This code
.686
.model flat,stdcall
option casemap:none

include \masm32\include\masm32rt.inc

.data
blah db 0

.code

start:
mov ecx, 0
.while ecx < 10
print chr$("Hello world",13,10)
inc ecx
.endw
invoke ExitProcess,0

end start


will print "Hello world!" only once. But changing it into:
.686
.model flat,stdcall
option casemap:none

include \masm32\include\masm32rt.inc

.data
blah db 0

.code

start:
.while blah < 10
print chr$("Hello world",13,10)
inc blah
.endw
invoke ExitProcess,0

end start


will give the correct result. So I guess the ECX isn't incremented during the loop.
I tought ECX was for counting? Or maybe I don't understand it properly?
Posted on 2010-07-31 01:08:11 by anta40
Try adding "push ecx" before "print" and "pop ecx" before "inc ecx". If that fixes the problem then print most likely to be trashing some registers (probably the same that are NOT guaranteed to be preserved in the stdcall convention).
Posted on 2010-07-31 01:27:18 by LocoDelAssembly
To expand on LocoDelAssemblys answer, you have a Calling Convention issue.

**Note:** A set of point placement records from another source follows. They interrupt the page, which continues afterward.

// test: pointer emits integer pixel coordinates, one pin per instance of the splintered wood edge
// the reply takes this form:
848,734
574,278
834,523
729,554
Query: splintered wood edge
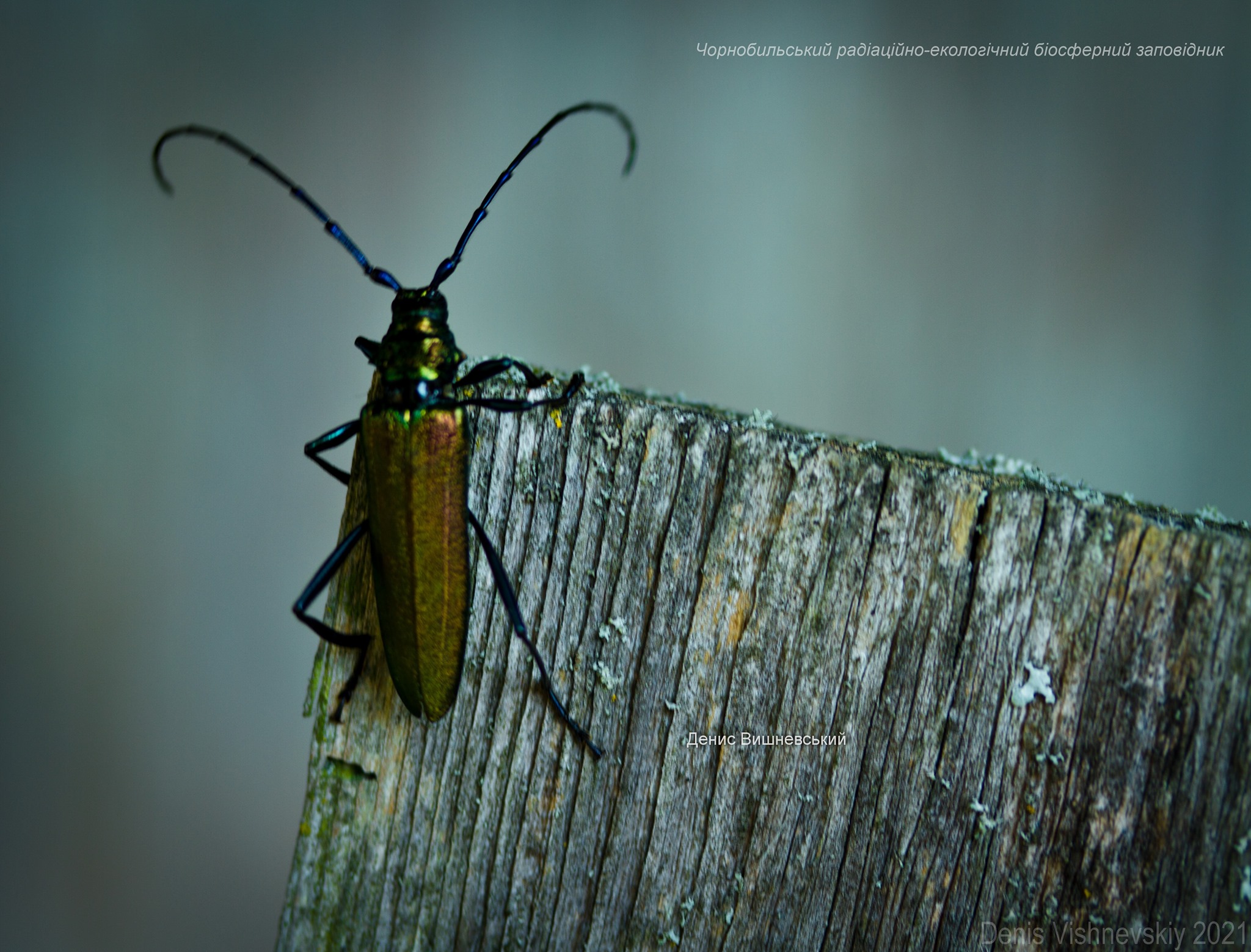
1029,702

When interfacing with external code, you have to follow the calling convention, which specifies the order arguments are pushed to the stack, who does stack cleanup, and register preservation rules. MASM's INVOKE macro takes care of the argument pushing, but register preservation is up to you.

The standard rules are as following: when calling external code, you should always assume that EAX, ECX and EDX are trashed by the routine. If you have data in any of these registers that you want to use after calling an external routine, you need to manually preserve that data (whether by push/pop or saving elsewhere). Even if empirical testing shows that one of these registers isn't trashed on your particular windows installation, don't make assumptions - things will break sometime in the future.

The EBX, ESI and EDI registers, on the other hand, are guaranteed to be preserved by the code you're calling... so instead of using ECX for the counter and doing push/pop, you could use one of these registers and avoid doing the push/pop jiggle.

Note that you should also follow the standard calling convention rules when writing your own routines. It's not strictly necessary for routines used only internally in your app, but you save yourself some headaches if you stick by it. And for things like callback routines (for instance the lpEnumFunc for EnumWindows()) you have to follow the rules to avoid your app crashing.